I wish someone had written this article when I was learning about white balance. Getting good white balance consistently has really been my nemesis throughout my photography journey. I finally have a hold on it, but for real, white balance is the biggest beast to conquer when learning. So, skip my mistakes and fast forward yourself through some frustration as I help you understand white balance.
Color of Light
Light comes in different colors. Morning light, full sun, shade, sunset…all have different wavelengths that emit different colors of warmth or coolness. This affects our photos. Sometimes in a good way…a beautiful sunset for example, and in other times it isn’t quite what we are looking for, like the blue skin from a portrait taken in the shade. For the most part, our brains adjust how we see so that we still see “correctly”. Colors still look pretty much how they are supposed to whether we are hanging out in the shade or not. Cameras don’t have brains to compensate. Auto white balance is it’s best attempt. We can, however, control that luckily. Shooting in manual is about taking control of your camera. And controlling white balance is no different.

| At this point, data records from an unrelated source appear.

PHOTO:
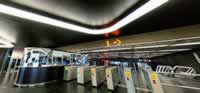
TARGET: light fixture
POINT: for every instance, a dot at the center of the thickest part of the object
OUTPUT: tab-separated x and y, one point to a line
155	46
5	44
174	50
114	49
147	7
187	44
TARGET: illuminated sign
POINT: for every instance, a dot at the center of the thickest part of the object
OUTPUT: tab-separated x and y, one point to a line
115	42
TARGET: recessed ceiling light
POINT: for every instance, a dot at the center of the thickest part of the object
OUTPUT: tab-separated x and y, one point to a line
147	7
155	46
174	50
187	44
5	44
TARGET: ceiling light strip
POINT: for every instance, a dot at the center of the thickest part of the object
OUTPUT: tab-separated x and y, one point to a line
6	44
147	7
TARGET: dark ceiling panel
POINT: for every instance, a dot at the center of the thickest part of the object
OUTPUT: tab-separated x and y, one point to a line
175	13
91	12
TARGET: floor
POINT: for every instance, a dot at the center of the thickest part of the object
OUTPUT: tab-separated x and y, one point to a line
170	85
7	81
179	85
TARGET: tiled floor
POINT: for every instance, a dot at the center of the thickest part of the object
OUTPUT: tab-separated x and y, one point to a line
7	81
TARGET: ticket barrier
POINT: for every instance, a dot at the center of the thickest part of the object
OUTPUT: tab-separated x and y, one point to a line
98	75
112	77
152	80
130	85
84	74
70	73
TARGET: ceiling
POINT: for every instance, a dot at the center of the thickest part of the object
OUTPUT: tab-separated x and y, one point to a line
90	13
144	50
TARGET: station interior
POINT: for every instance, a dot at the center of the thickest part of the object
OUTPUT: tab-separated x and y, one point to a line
99	46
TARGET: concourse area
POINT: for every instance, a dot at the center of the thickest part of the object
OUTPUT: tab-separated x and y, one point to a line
99	46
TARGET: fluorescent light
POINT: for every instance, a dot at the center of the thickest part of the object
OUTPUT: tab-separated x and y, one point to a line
156	46
114	49
147	7
174	50
186	44
6	44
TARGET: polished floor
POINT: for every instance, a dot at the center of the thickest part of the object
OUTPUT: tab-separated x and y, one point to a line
170	85
7	81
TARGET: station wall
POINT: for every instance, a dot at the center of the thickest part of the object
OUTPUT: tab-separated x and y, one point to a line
182	59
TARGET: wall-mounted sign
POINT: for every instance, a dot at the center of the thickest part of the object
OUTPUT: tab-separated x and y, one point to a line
115	42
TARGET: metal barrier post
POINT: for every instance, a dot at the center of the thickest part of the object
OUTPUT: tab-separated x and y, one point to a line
129	80
153	81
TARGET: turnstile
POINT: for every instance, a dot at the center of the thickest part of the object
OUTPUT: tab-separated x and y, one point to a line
98	75
152	79
84	74
112	77
70	73
130	85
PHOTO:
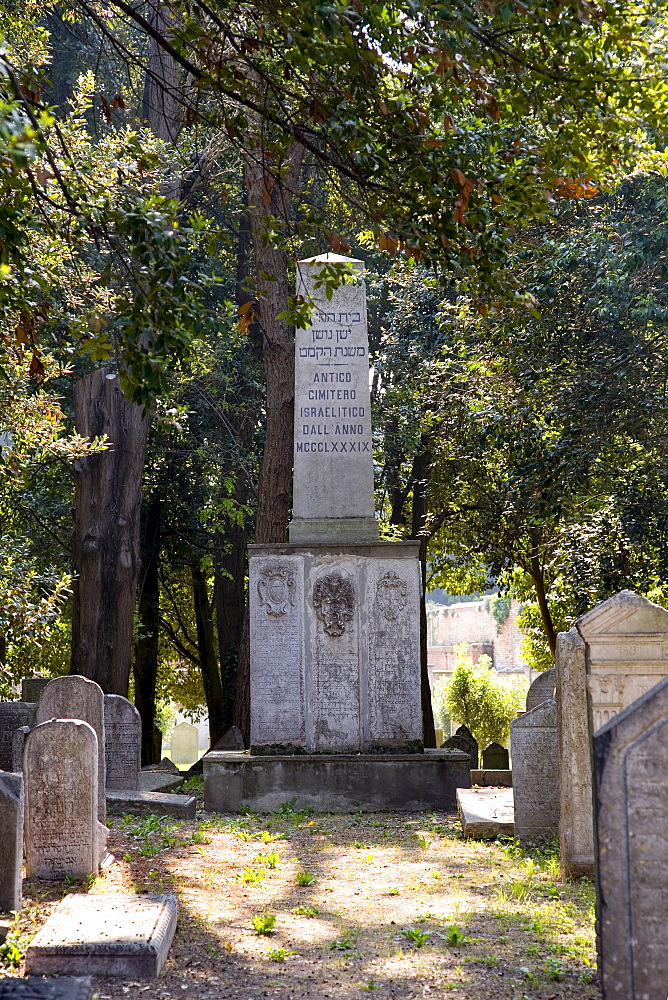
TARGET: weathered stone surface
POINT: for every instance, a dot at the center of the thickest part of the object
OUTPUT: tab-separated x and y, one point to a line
105	935
18	745
159	781
184	743
533	740
122	734
494	779
60	775
333	479
542	688
466	743
623	655
335	782
631	802
13	715
485	813
60	988
11	841
141	803
495	758
335	648
232	740
32	687
76	697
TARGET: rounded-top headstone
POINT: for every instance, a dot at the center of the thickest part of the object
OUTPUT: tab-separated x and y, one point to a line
76	697
60	777
122	735
542	689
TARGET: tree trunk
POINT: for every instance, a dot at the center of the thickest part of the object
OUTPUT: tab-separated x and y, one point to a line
420	469
148	612
206	649
270	193
105	540
538	577
229	602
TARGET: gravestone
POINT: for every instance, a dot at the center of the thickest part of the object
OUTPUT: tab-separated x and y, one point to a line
62	834
122	734
542	688
469	746
32	687
184	743
232	740
60	988
11	841
495	758
631	804
110	934
613	655
18	745
13	715
533	742
76	697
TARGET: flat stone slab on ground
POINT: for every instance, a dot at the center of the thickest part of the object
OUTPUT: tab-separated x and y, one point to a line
486	813
159	781
61	988
120	802
105	935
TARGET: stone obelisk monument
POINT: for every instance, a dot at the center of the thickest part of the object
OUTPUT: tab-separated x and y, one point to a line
334	613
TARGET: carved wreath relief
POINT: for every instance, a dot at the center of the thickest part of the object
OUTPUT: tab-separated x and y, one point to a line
391	595
276	589
334	602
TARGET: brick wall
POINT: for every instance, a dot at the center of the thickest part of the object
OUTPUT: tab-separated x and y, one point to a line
473	623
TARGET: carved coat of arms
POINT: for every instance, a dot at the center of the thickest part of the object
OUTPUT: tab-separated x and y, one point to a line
391	594
276	590
334	602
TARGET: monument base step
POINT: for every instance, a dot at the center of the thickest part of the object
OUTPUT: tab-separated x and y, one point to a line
486	813
335	782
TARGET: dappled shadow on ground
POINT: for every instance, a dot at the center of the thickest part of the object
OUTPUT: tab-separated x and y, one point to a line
394	903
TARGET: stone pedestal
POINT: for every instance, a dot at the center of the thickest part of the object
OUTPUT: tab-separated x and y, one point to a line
335	782
335	648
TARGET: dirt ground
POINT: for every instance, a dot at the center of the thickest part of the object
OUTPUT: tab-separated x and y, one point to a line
391	902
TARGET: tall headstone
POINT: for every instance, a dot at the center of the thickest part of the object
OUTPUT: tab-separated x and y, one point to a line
333	481
122	734
542	688
32	687
335	645
184	743
13	715
11	841
631	803
61	787
495	758
533	742
613	655
76	697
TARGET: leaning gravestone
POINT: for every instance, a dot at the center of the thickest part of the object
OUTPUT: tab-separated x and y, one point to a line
495	758
11	841
105	935
76	697
533	741
542	688
61	988
631	804
122	734
613	655
184	743
13	715
60	773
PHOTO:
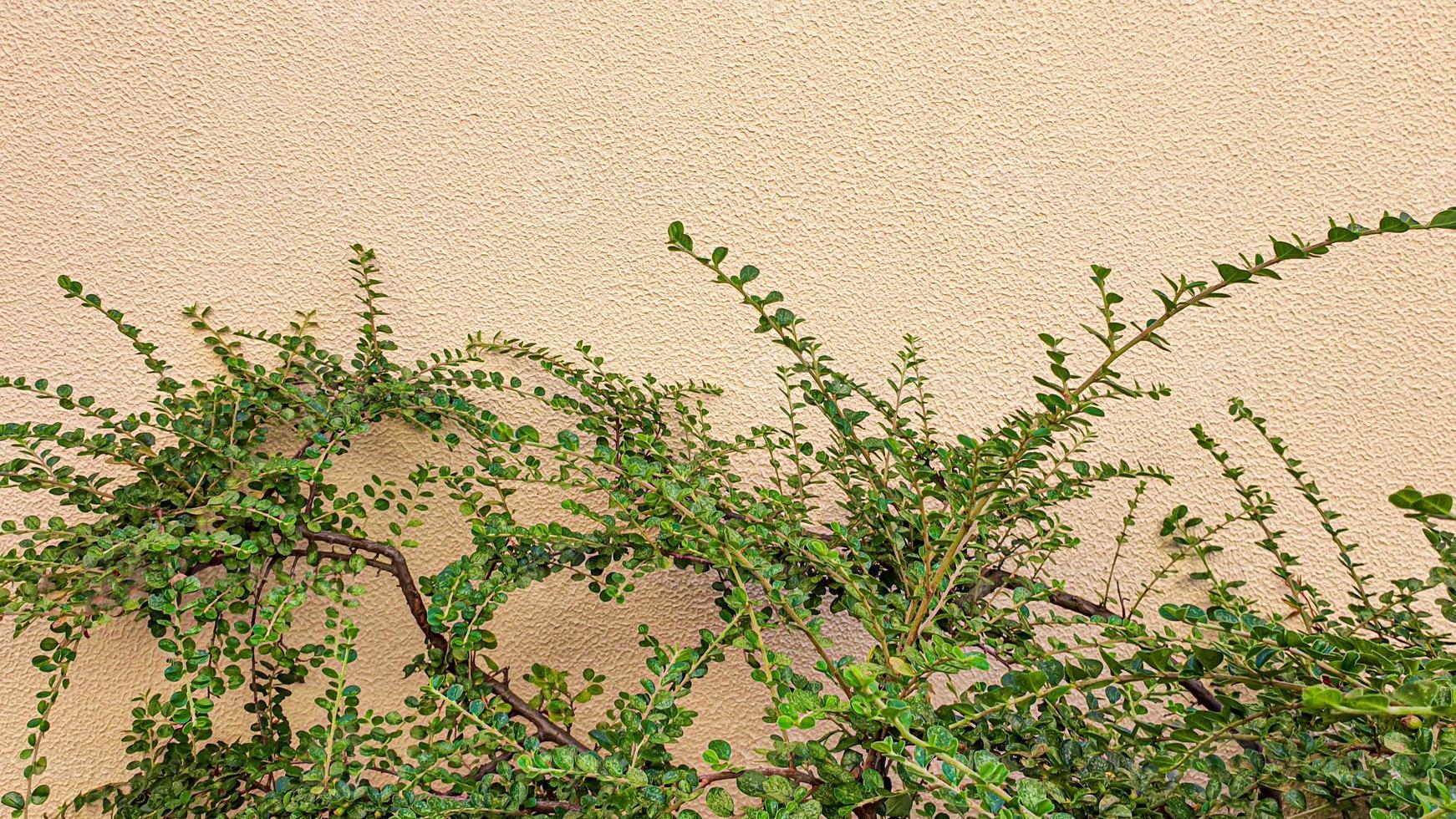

There are several ways to adjust for different colors of light in camera.
- Auto White Balance
- Camera Presets
- Custom White Balance
Auto White Balance
This is the camera’s default for white balance. The camera chooses the white balance setting for you. Pretty self explanatory.
Cons: Inaccurate for tricky light settings, can change from photo to photo in one shoot causing a headache in editing, often need changes in post processing.
These are preprogrammed presets that are installed on just about every camera. There are presets for sunny, cloudy, flash, florescent lighting, shade, and incandescent, most likely. The presets are assigned a Kelvin setting for the lighting scenario.
Pros: Fast, easily accessible
Cons: Least accurate, limited profiles, Kelvin values have ranges which the presets don’t take into account.
The color of light is measured in Kelvins (K). On one end of the spectrum is 1500- 2000K which is super orangey yellow like candlelight, and at the other end is 10000K which is a dark blue like night fall in the summer. And then there is everything in between. Natural light is considered daylight, where there isn’t a heavy yellow or blue light cast. When using Kelvin for white balance, first you decide what color of light your are shooting in, then dial in the corresponding number.
Along with everything else photography, this technique takes practice, but soon you’ll learn which settings work best for windowlight, outdoors in open shade, etc. and you’ll only need to make minor changes in post processing.
Pros: No extra tools needed, fast and easy, reproducible
Cons: Some artificial light sources like florescent lighting have a green or magenta tint that Kelvin does not account for, so it can be a little trickier in post processing. Takes practice (like everything else worth learning).
Custom White Balance (CWB)
There are several tools that can be used to set a CWB in camera, the gray card being my favorite. It is easy to do and the most accurate, but not always the quickest option.
- Gray Card
- Expodisc or other lens cap for white balance
- Things you’d use in a pinch (white sheet of paper, sidewalk, etc.)
Pros: Accurate, takes green/magenta into account, can be used in mixed lighting,
Cons: Extra tool needed, some cameras require going into the menu to assign profile
Can you tell which white balance techniques I’m pushing here? I use a combination of Kelvin and CWB when shooting. I have learned the best Kelvin ranges that I like and I use a CWB in tricky lighting scenarios.
Give some of the techniques a whirl! See which options your camera has and try to set your white balance in camera.